Comparing RUM & Synthetic Page Load Times
Yesterday I read Etsy’s October 2012 Site Performance Report. Etsy is one of only a handful of companies that publish their performance stats with explanations and future plans. It’s really valuable (and brave!), and gives other developers an opportunity to learn from an industry leader. In this article Etsy mentions that the page load time stats are gathered from a private instance of WebPagetest. They explain their use of synthetically-generated measurements instead of RUM (Real User Monitoring) data:
You might be surprised that we are using synthetic tests for this front-end report instead of Real User Monitoring (RUM) data.  RUM is a big part of performance monitoring at Etsy, but when we are looking at trends in front-end performance over time, synthetic testing allows us to eliminate much of the network variability that is inherent in real user data. This helps us tie performance regressions to specific code changes, and get a more stable view of performance overall.
Etsy’s choice of synthetic data for tracking performance as part of their automated build process totally makes sense.
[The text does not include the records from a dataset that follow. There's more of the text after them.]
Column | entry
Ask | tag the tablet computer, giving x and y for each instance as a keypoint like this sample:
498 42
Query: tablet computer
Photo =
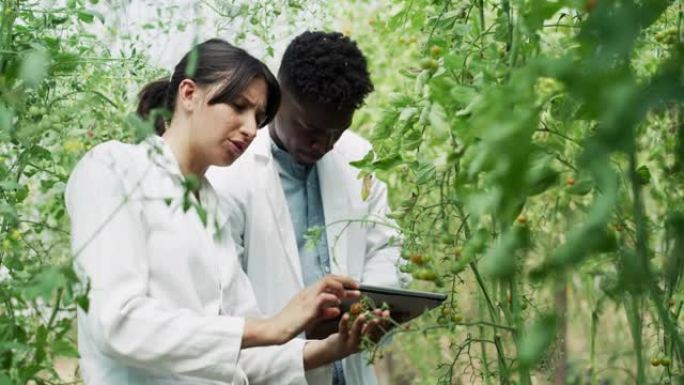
404 305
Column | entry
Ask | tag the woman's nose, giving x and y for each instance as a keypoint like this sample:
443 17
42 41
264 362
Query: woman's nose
249 128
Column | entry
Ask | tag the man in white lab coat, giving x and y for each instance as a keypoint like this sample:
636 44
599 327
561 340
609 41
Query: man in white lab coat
299 210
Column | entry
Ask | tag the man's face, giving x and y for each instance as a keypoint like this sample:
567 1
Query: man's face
308 130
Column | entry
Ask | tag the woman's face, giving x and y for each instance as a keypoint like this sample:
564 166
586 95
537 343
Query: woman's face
221 132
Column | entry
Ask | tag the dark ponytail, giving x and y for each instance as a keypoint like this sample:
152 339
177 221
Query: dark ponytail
217 62
154 97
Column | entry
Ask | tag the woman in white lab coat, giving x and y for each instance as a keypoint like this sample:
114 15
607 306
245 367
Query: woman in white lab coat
169 303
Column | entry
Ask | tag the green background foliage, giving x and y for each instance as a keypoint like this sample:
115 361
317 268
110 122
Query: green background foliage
534 151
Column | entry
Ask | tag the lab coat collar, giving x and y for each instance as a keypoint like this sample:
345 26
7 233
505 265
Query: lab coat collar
336 204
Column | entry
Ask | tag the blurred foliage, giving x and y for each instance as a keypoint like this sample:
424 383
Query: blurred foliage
532 148
534 151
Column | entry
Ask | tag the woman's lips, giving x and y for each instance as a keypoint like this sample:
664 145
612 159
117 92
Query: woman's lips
237 147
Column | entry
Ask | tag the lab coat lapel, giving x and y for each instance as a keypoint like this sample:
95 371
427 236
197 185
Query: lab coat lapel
336 207
270 184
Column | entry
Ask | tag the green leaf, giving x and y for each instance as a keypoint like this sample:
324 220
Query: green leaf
438 118
34 67
44 283
388 162
86 17
536 340
425 172
581 187
5 379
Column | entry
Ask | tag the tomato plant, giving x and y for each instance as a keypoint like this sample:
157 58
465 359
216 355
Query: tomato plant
542 140
533 149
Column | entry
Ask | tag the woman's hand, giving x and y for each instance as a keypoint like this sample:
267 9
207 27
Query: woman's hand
348 339
317 302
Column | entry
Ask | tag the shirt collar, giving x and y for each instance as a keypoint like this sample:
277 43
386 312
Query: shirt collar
288 163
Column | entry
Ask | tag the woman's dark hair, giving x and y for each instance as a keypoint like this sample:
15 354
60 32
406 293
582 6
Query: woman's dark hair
325 67
216 61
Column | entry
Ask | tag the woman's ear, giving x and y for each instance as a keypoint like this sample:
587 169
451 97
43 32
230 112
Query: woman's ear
188 94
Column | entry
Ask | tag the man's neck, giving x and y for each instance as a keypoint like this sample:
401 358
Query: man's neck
274 137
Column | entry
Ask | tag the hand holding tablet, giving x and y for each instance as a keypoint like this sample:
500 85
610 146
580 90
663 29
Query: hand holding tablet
404 305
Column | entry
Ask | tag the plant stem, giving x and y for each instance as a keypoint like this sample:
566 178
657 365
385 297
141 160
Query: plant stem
634 318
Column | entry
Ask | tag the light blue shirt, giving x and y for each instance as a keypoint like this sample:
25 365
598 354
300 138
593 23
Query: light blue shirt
303 195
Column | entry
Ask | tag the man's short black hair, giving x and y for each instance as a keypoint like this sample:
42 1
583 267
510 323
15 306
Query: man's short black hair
325 67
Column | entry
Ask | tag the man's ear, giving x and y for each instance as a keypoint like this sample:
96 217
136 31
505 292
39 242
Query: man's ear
188 92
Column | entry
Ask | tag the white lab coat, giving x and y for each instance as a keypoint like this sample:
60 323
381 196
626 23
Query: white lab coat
265 239
167 295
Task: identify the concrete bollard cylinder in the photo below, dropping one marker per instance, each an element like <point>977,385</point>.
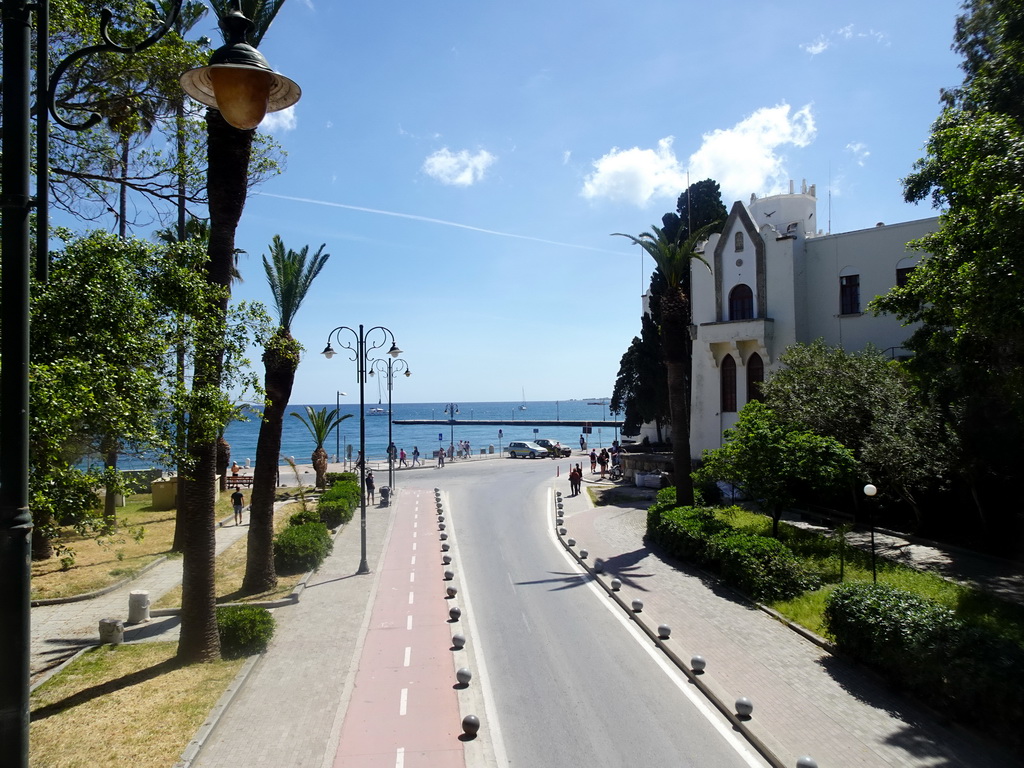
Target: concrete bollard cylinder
<point>112,631</point>
<point>471,725</point>
<point>138,606</point>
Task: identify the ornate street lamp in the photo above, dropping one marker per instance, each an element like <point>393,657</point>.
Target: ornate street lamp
<point>360,353</point>
<point>452,409</point>
<point>239,82</point>
<point>388,369</point>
I’ve talked to many companies that do the same thing. Teams dealing with builds and code regressions should definitely do this. BUT… it’s important to include RUM data when sharing performance measurements beyond the internal devops team.
Why should RUM data always be used when talking beyond the core team?
The issue with only showing synthetic data is that it typically makes a website appear much faster than it actually is. This has been true since I first started tracking real user metrics back in 2004. My rule-of-thumb is that your real users are experiencing page load times that are twice as long as their corresponding synthetic measurements.
RUM data, by definition, is from real users. It is the ground truth for what users are experiencing. Synthetic data, even when generated using real browsers over a real network, can never match the diversity of performance variables that exist in the real world: browsers, mobile devices, geo locations, network conditions, user accounts, page view flow, etc. The reason we use synthetic data is that it allows us to create a consistent testing environment by eliminating the variables. The variables we choose for synthetic testing matches a segment of users (hopefully) but it can’t capture the diversity of users that actually visit our websites every day. That’s what RUM is for.
The core team is likely aware of the biases and assumptions that come with synthetic data. They know that it was generated using only laptops and doesn’t include any mobile devices; that it used a simulated LAN connection and not a slower DSL connection; that IE 9 was used and IE 6&7 aren’t included. Heck, they probably specified these test conditions. The problem is that the people outside the team who see the (rosy) synthetic metrics aren’t aware of these caveats. Even if you note these caveats on your slides, they still won’t remember them! What they will remember is that you said the page loaded in 4 seconds, when in reality most users are getting a time closer to 8 seconds.
How different are RUM measurements as compared to synthetic?
As I said a minute ago, my rule-of-thumb is that RUM page load times are typically 2x what you see from synthetic measurements. After my comment on the Etsy blog post about adding RUM data and a tweet from @jkowall asking for data comparing RUM to synthetic less than 24 hours later, I decided to gather some real data from my website.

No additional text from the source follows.